Lets start with the general rule that although your homestead is creditor exempt once you convert the homestead equity to cash by mortgage or sale the money is no longer protected by the constitutional homestead protection- the one exception is the continued exemption of sale proceeds intended to purchase a replacement homestead. Application of this general principal would lead to the conclusion that proceeds payable or paid from a reverse mortgage are not protected. I think a court would not permit the garnishment for two reasons. In my opinion there is a strong public policy protecting the money people rely upon for retirement, and in most cases, reverse mortgages are used to fund retirement of seniors who have managed to pay off their mortgage. A brief legal research session revealed no Florida cases on this issue.
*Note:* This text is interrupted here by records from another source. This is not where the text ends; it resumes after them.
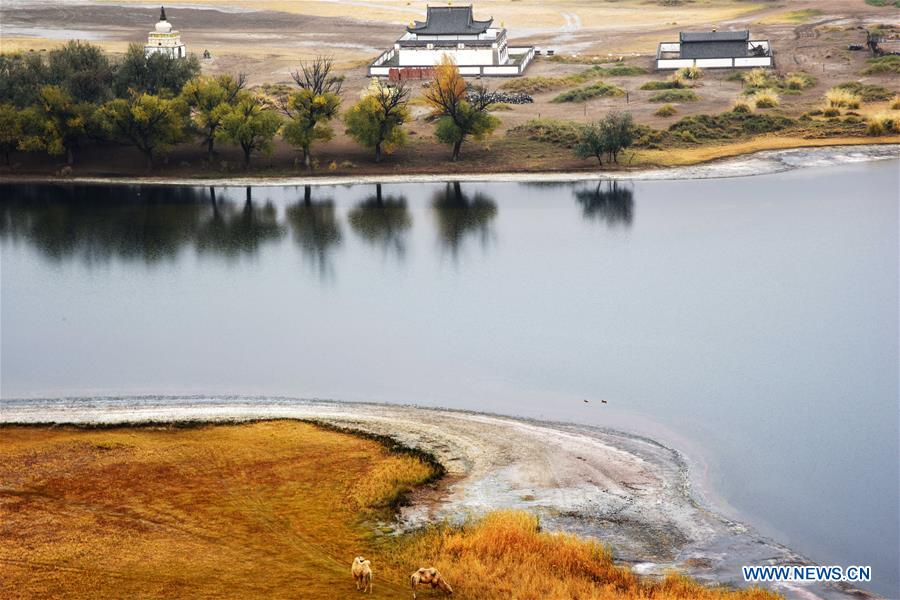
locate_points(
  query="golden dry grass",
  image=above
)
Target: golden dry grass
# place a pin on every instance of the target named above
(273, 509)
(268, 509)
(700, 154)
(506, 555)
(840, 98)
This client will have more problems protecting the reverse mortgage proceeds after they are deposited in a bank account. Florida courts have protected pension or 401k funds after deposited in financial accounts. There are too many cases holding that homestead proceeds lose asset protection in a bank account unless clearly intended to buy another homestead. This client will have to deposit his reverse mortgage checks in a protected financial account.